Bram Herpers1,5, Rob Roovers2,5, Berina Eppink2,5, Marc van de Wetering4,5, Kuan Yan1,5, Lucia Salinaro1,5, Wim de Lau4,5, Hans Clevers4,5, Robert Vries3,4,5, Mark Throsby2,5 and Leo Price1,5
1OcellO B.V. Leiden, The Netherlands
2Merus Utrecht, The Netherlands
3HUB, Utrecht, The Netherlands
4The Hubrecht Institute, Utrecht, The Netherlands
5suppresSTEM consortium, European Community FP7, grant agreement number 601876
Background. The high failure rate in cancer drug research has been linked to the poor predictive capacity of in vitro models using 2D cultures of cancer cell lines. Compared to 2D monolayer cultures, 3D cultured tissues show gene expression patterns, differentiation- and functional characteristics which more closely reflect the situation in vivo. Furthermore, patient-derived organoid cultures retain the gene expression profiles and histological characteristics of the original tumor tissues which are often lost during long term selection on tissue culture plastics. Organoid cultures therefore increase the scope for predicting drug responses in patients, discriminating different drug responses and flagging toxicity. We used a high content screening platform and a panel of 40 colorectal cancer organoids to characterize the responses to signaling pathway inhibitors and a panel of 545 bispecific antibodies. These antibodies comprised a HER3 or EGFR targeting arm combined with a LGR4, LGR5, ZNRF3 or RNF43 targeting arm to target stem cells. Active antibodies were rescreened and candidate leads were selected.

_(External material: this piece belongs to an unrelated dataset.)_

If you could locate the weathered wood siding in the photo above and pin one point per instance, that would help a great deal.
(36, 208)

Results. The broad mutation spectrum of the organoids was reflected in a broad heterogeneity of organoid phenotypes. Some CRC organoids formed well-differentiated spheroids with a single lumen that resembled the phenotype of normal wild type organoids, whereas others had multiple lumens or were poorly differentiated without a luminal cavity. A rich set of morphological features was extracted from 3D image data, including organoid size and shape, planar cell polarity, lumen formation as well as cell number and nucleus shape. Some features, such as those that described lumen formation, were more sensitive in detecting drug treatment than features associated with cell proliferation, improving the sensitivity of the assay to detect active molecules. A set of 10 features was selected to create a drug response profile. We observed that the absence of activating mutations did not always correlate with sensitivity to corresponding pathway inhibitors, underscoring the need for empirical testing of drugs to predict patient sensitivity. The bispecific antibody screen was performed in two stages: a primary screen in three different tumoroid models (18,908 wells) and a validation screen in 30 different tumoroid models (27,840 wells). These screens simultaneously measured morphological alterations associated with growth, differentiation and survival (e.g. apoptosis) and identified a panel of bispecific antibodies that potently inhibited a significant majority of colorectal cancer tumoroid models tested.
Conclusions. These results demonstrate that high content screening of CRC organoids is an effective strategy to identify novel inhibitors of CRC tumor outgrowth and enable identification of bispecific antibodies that target colorectal cancer stem cells with different mutational backgrounds.